In the same way CEOs lead on innovating in their sectors, we are counseling them that they also need to lead on racial equity and economic renewal. CEOs have the power to plant the seed of racial equity so deep into our national consciousness that we finally, collectively begin to respond to it.

3. Becoming an Antiracist, Equitable Corporation is More Affordable Than the Cost to Corporations (and Our Nation) of Maintaining the Status Quo or Tinkering Around the Edges

Achieving racial equity in this nation is about using power more justly and equitably. The fact is that we do not need large initiatives and departments to run antiracist, equitable corporations (setting aside the hard work and resources clearly needed for reckoning and healing). What we need are CEOs, boards and other business leaders who are willing and able to practice antiracism and center equity in all their actions – developing strategy, innovating and making critical business decisions. Our guidance to CEOs and other business leaders includes how to apply the equity lens to decision-making by asking on a day-to-day basis: Who benefits? Who decides? Who owns? Who pays? Who leads and governs? Who is missing? Is anyone harmed? Seeing through the equity lens and engaging in this practice should ultimately become second nature to CEOs, boards and all other business leaders, and it does not cost any money.

In addition, like many others, we are sharing our research in this area which includes the key insight that racial and economic inequity is costing this nation trillions, certainly more than what it would cost us to invest in antiracist, equitable business practices.1 We also counsel business leaders on the hidden costs and missed opportunities ahead if corporations choose not to engage in this work or simply tinker around the edges – for example, that more talent will vote with their feet, potential new markets will go unexplored, and economic growth will continue to be stifled.

Translating the Blueprint into Racial Equity Standards We Are Building a Big Tent

The moral and economic imperatives for corporations to join the equity movement are clear. It is time for the next step—racial equity business standards and accountability frameworks.

These metrics will not be easy to design because our nation was never designed to be equitable. Our structures and systems are built to oppress and harm people of color and low-income communities. But that initial inequitable design cannot stop us from imagining and building what could be.

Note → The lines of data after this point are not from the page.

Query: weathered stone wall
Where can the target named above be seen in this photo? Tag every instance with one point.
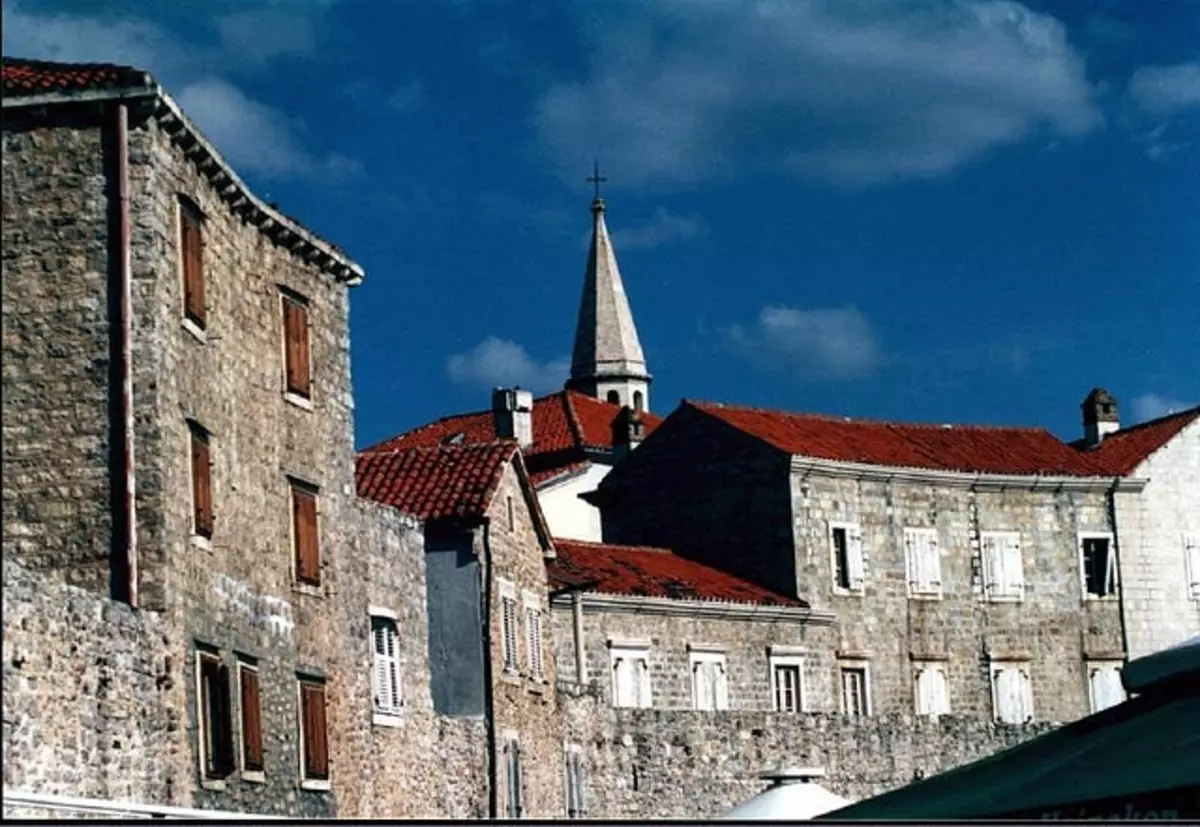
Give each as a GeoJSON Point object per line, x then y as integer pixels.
{"type": "Point", "coordinates": [745, 642]}
{"type": "Point", "coordinates": [708, 492]}
{"type": "Point", "coordinates": [1053, 627]}
{"type": "Point", "coordinates": [93, 694]}
{"type": "Point", "coordinates": [57, 514]}
{"type": "Point", "coordinates": [522, 703]}
{"type": "Point", "coordinates": [654, 763]}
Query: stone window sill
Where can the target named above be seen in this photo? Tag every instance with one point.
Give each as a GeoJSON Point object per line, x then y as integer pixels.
{"type": "Point", "coordinates": [304, 402]}
{"type": "Point", "coordinates": [197, 331]}
{"type": "Point", "coordinates": [388, 719]}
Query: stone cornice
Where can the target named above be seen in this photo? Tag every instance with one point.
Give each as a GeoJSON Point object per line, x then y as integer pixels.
{"type": "Point", "coordinates": [717, 610]}
{"type": "Point", "coordinates": [805, 466]}
{"type": "Point", "coordinates": [233, 191]}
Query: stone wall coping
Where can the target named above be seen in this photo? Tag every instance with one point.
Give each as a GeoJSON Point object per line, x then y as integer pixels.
{"type": "Point", "coordinates": [232, 190]}
{"type": "Point", "coordinates": [807, 466]}
{"type": "Point", "coordinates": [594, 601]}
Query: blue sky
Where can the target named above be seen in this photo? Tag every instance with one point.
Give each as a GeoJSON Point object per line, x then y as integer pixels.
{"type": "Point", "coordinates": [949, 211]}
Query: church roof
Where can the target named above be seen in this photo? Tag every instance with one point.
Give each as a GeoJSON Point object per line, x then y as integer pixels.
{"type": "Point", "coordinates": [605, 337]}
{"type": "Point", "coordinates": [435, 483]}
{"type": "Point", "coordinates": [564, 425]}
{"type": "Point", "coordinates": [957, 448]}
{"type": "Point", "coordinates": [1121, 451]}
{"type": "Point", "coordinates": [651, 573]}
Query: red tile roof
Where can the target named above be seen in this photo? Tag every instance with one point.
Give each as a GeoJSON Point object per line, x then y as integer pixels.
{"type": "Point", "coordinates": [563, 421]}
{"type": "Point", "coordinates": [1122, 451]}
{"type": "Point", "coordinates": [40, 77]}
{"type": "Point", "coordinates": [655, 573]}
{"type": "Point", "coordinates": [963, 448]}
{"type": "Point", "coordinates": [435, 483]}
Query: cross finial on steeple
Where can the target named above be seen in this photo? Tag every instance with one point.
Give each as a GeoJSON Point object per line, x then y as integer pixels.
{"type": "Point", "coordinates": [597, 180]}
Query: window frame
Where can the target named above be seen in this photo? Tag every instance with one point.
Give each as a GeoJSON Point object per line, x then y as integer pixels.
{"type": "Point", "coordinates": [1111, 562]}
{"type": "Point", "coordinates": [1005, 535]}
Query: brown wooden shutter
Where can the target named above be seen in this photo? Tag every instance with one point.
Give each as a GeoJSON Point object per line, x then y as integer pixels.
{"type": "Point", "coordinates": [202, 484]}
{"type": "Point", "coordinates": [193, 267]}
{"type": "Point", "coordinates": [316, 751]}
{"type": "Point", "coordinates": [295, 335]}
{"type": "Point", "coordinates": [307, 549]}
{"type": "Point", "coordinates": [251, 721]}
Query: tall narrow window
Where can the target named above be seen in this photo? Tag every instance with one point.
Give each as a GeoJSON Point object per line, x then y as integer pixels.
{"type": "Point", "coordinates": [513, 804]}
{"type": "Point", "coordinates": [191, 244]}
{"type": "Point", "coordinates": [1002, 567]}
{"type": "Point", "coordinates": [251, 719]}
{"type": "Point", "coordinates": [315, 743]}
{"type": "Point", "coordinates": [215, 715]}
{"type": "Point", "coordinates": [202, 481]}
{"type": "Point", "coordinates": [1099, 565]}
{"type": "Point", "coordinates": [855, 700]}
{"type": "Point", "coordinates": [295, 347]}
{"type": "Point", "coordinates": [305, 534]}
{"type": "Point", "coordinates": [385, 677]}
{"type": "Point", "coordinates": [923, 562]}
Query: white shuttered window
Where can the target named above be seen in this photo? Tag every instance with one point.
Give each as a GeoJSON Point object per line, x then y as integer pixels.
{"type": "Point", "coordinates": [1104, 685]}
{"type": "Point", "coordinates": [1002, 565]}
{"type": "Point", "coordinates": [1012, 693]}
{"type": "Point", "coordinates": [923, 562]}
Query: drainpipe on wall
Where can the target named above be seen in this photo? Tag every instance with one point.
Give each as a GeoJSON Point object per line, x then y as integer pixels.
{"type": "Point", "coordinates": [489, 694]}
{"type": "Point", "coordinates": [125, 567]}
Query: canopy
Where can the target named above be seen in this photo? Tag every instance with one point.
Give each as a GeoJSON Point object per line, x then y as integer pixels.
{"type": "Point", "coordinates": [792, 797]}
{"type": "Point", "coordinates": [1135, 759]}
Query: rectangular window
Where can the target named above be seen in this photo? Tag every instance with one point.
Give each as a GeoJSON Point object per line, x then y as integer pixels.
{"type": "Point", "coordinates": [1192, 561]}
{"type": "Point", "coordinates": [787, 682]}
{"type": "Point", "coordinates": [930, 689]}
{"type": "Point", "coordinates": [575, 783]}
{"type": "Point", "coordinates": [305, 535]}
{"type": "Point", "coordinates": [709, 682]}
{"type": "Point", "coordinates": [191, 244]}
{"type": "Point", "coordinates": [1099, 565]}
{"type": "Point", "coordinates": [215, 715]}
{"type": "Point", "coordinates": [251, 718]}
{"type": "Point", "coordinates": [202, 481]}
{"type": "Point", "coordinates": [513, 804]}
{"type": "Point", "coordinates": [533, 630]}
{"type": "Point", "coordinates": [1002, 567]}
{"type": "Point", "coordinates": [1104, 685]}
{"type": "Point", "coordinates": [855, 691]}
{"type": "Point", "coordinates": [846, 544]}
{"type": "Point", "coordinates": [1012, 693]}
{"type": "Point", "coordinates": [385, 676]}
{"type": "Point", "coordinates": [923, 562]}
{"type": "Point", "coordinates": [315, 742]}
{"type": "Point", "coordinates": [295, 347]}
{"type": "Point", "coordinates": [630, 676]}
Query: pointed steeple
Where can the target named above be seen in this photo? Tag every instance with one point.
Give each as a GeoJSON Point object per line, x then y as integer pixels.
{"type": "Point", "coordinates": [607, 361]}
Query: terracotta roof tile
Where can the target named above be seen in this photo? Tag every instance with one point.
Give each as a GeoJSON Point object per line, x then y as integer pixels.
{"type": "Point", "coordinates": [40, 77]}
{"type": "Point", "coordinates": [961, 448]}
{"type": "Point", "coordinates": [435, 483]}
{"type": "Point", "coordinates": [1121, 451]}
{"type": "Point", "coordinates": [655, 573]}
{"type": "Point", "coordinates": [562, 421]}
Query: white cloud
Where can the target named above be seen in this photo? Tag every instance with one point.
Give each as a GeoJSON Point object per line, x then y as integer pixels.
{"type": "Point", "coordinates": [663, 228]}
{"type": "Point", "coordinates": [1164, 90]}
{"type": "Point", "coordinates": [825, 343]}
{"type": "Point", "coordinates": [501, 363]}
{"type": "Point", "coordinates": [846, 93]}
{"type": "Point", "coordinates": [1152, 406]}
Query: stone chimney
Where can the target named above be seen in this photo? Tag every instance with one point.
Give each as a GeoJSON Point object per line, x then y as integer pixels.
{"type": "Point", "coordinates": [628, 431]}
{"type": "Point", "coordinates": [1099, 415]}
{"type": "Point", "coordinates": [513, 411]}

We must do the hard work of developing new standards and frameworks that strengthen our multiracial democracy and economy. We must innovate from the ground up. Corporations must work with equity leaders to develop their multi-year plans for disclosing, measuring, and speaking publicly about their racial equity journeys.

None of us—including CEOs—can do this work alone. That is why we are counseling America’s business leaders, and that is why we invite all stakeholders to work with us. We are building a big tent, working together with corporations, philanthropy, equity advocates, business affinity groups, activists, civil society, and ordinary citizens. We will teach each other. We will learn from each other. And we will build together.

From the Constitutional Convention to Reconstruction to the Civil Rights Movement, our nation has too often failed to meet the moment when racial equity was within our grasp. We are at another historic inflection point. We must go big to finally achieve the dream of racial equity. It will take a generation, but if we do it right, we can remake this nation to work for all of us, not just some of us.

Imagine all Americans prospering within a generation. It is possible, if we center the 100 million and we join together to realize the promise of equity.

Michael McAfee is President and CEO of PolicyLink, and Mahlet Getachew is PolicyLink’s Managing Director of Corporate Racial Equity.

1 Race Equity in Income, National Equity Atlas. The Competitive Advantage of Racial Equity (2017), PolicyLink and FSG.